Her real name is Christine, but she wants people to call her “Lady Bird.” One name was given to her by her parents, but the other is also her given name, she insists, in the sense that “it was given to me by me.” It’s a funny line, eliciting a laugh from the audience—and the joke also contains the kernel of the whole movie. Lady Bird is the story of a high school girl who yearns to be someone else, somewhere else. The film’s secret is that it knows Lady Bird and everyone around her are pretty remarkable already.
There’s her bubbly best friend Julie (Beanie Feldstein), who likes drama club and has a major crush on their math teacher. Or Lady Bird’s first boyfriend, Danny, who gets the lead roles in all the school plays but hides a secret. Or the teachers at Lady Bird’s Catholic high school—the sister (Lois Smith) who swoons at Kierkegaard and laughs when Lady Bird vandalizes her car with tin cans and “Just Married to Jesus”; the depressed priest who directs the school play and cries a little too easily. Or Lady Bird’s parents, her kindly, out-of-work dad (Tracy Letts) and especially her mother (Laurie Metcalf), who clearly loves her daughter more than anything but is so plagued by inner anger and passive aggression that she somehow can’t bring herself to tell Lady Bird that she looks pretty in her prom dress.
Most remarkable of all is Lady Bird herself.
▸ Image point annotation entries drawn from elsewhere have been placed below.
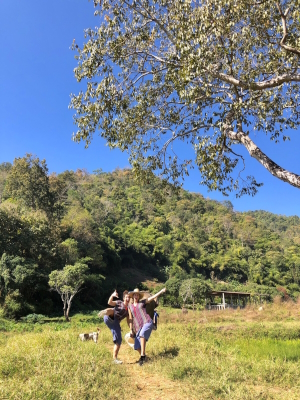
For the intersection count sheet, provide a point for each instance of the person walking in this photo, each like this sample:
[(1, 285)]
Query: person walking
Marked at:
[(141, 324), (112, 321)]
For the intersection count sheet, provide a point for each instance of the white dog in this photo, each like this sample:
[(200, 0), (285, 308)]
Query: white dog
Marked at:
[(89, 336)]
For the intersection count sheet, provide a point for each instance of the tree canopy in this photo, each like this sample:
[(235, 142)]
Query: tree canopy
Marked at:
[(127, 235), (209, 73)]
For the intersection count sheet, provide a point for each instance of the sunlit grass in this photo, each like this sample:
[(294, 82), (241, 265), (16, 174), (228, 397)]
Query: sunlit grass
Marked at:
[(231, 355)]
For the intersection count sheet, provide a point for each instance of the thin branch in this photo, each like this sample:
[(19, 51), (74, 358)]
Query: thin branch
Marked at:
[(285, 32)]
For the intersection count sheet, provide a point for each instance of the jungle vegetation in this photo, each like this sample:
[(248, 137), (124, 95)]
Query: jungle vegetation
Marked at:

As written by Greta Gerwig and embodied by Saoirse Ronan, she’s a vibrant and complicated character. Lady Bird seems utterly confident, intense, and inescapably herself in every scene—yet beneath all her brashness there’s vulnerability and a deep insecurity that push Lady Bird to try on other lives and other selves in the way that all high school kids do. She gets bad grades and doesn’t seem to excel in anything, though her personality and the way she talks demonstrate a kind of brilliance. Her frustrations with her life might be summed up in an exchange with her mother in which her mother says she just wants Lady Bird to be her best self. Lady Bird asks, her voice full of frustration and a desire to be seen and loved: “What if this is my best self?”
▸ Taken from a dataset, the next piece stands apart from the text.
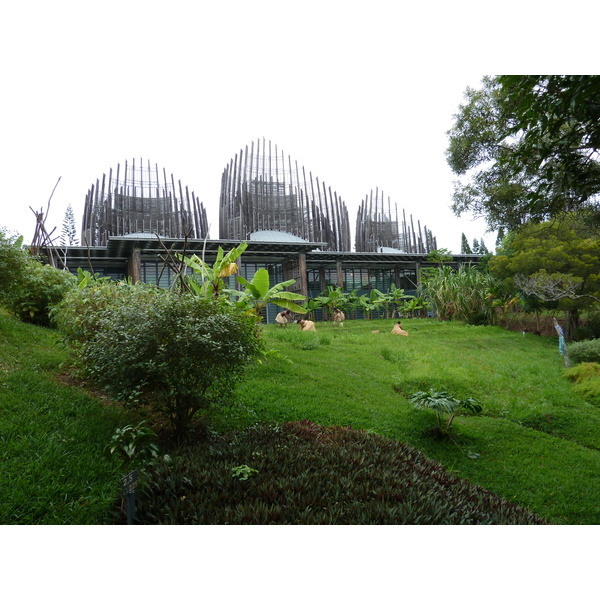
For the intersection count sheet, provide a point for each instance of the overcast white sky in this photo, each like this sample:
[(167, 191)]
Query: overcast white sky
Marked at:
[(360, 94)]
The story of Lady Bird’s coming of age follows a predictable route: there are anxieties about money and embarrassment about living on “the wrong side of the tracks,” first boyfriends, first sexual experiences, disagreements with friends, trying to get in with the cool kids, fights with parents and siblings. But writer-director Gerwig somehow manages to make the whole thing seem completely fresh. That freshness is due in part to Gerwig’s writing, which is almost Shakespearean in its density, each line carrying weight and meaning and humor. Gerwig can illuminate a character with only a few choice lines, and even minor characters like Lady Bird’s brother and his girlfriend seem effortlessly vibrant, fully-fleshed.
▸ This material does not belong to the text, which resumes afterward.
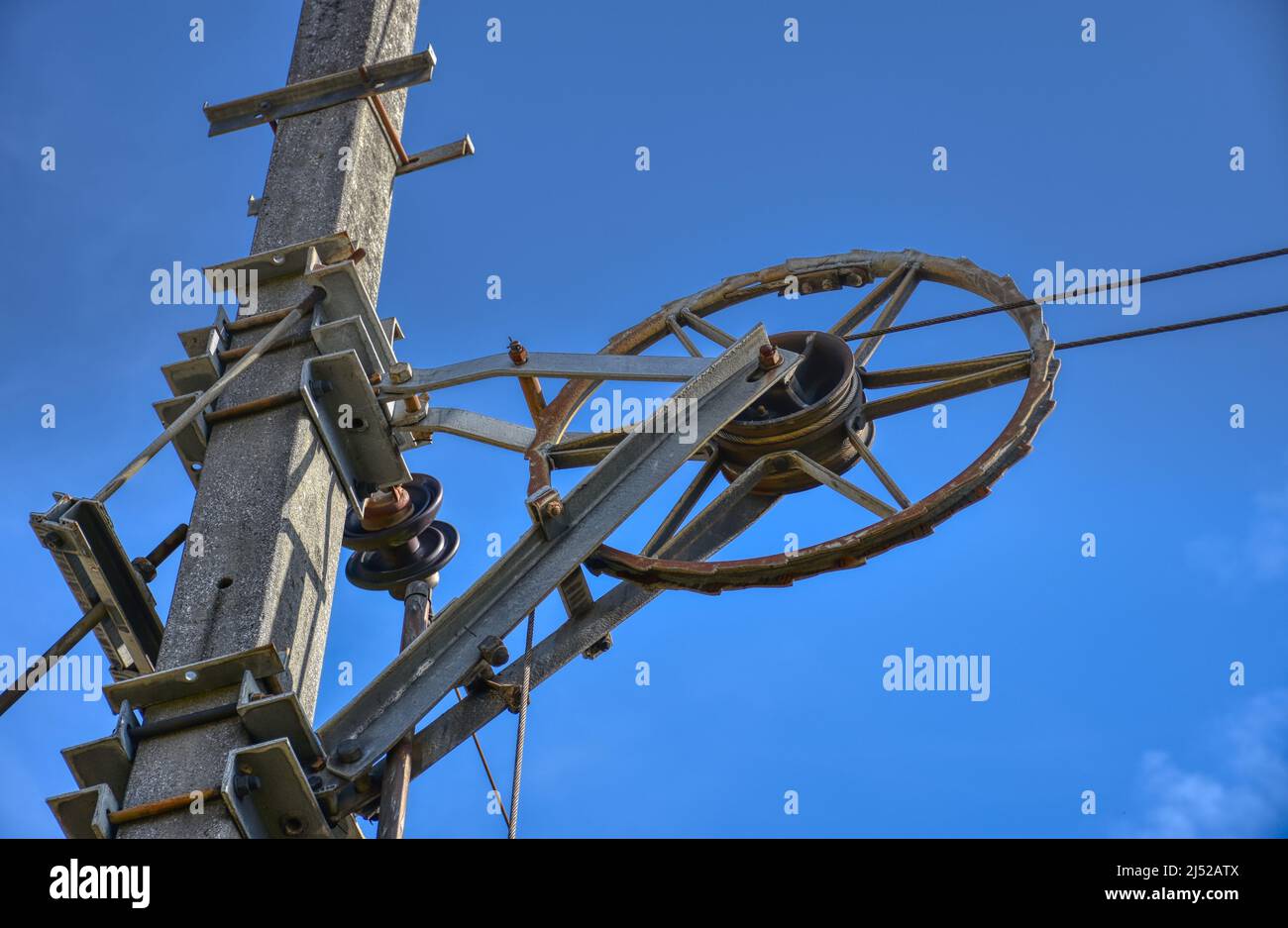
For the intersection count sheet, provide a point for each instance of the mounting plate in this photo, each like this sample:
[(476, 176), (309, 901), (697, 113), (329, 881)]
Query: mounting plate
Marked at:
[(352, 424), (191, 443), (347, 300), (80, 536), (202, 675), (84, 812), (282, 806)]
The performances are also brilliant—particularly Saoirse Ronan and Laurie Metcalfe, who play a mother and daughter so realistic and specific you’d swear you overheard a pair just like them arguing over dresses at the thrift shop. The emotional texture of their scenes is deeply layered, whipsawing from tenderness to resentment and back again. Both should be nominated for Oscars for their work in the film, and Gerwig must surely be a frontrunner for original screenplay awards.
“Love and attention,” a nun tells Lady Bird late in the film. “I think they’re related, don’t you?” From its writing and direction to its performances, Lady Bird is a film made with deep attention and love. It’s one of the best movies of the year.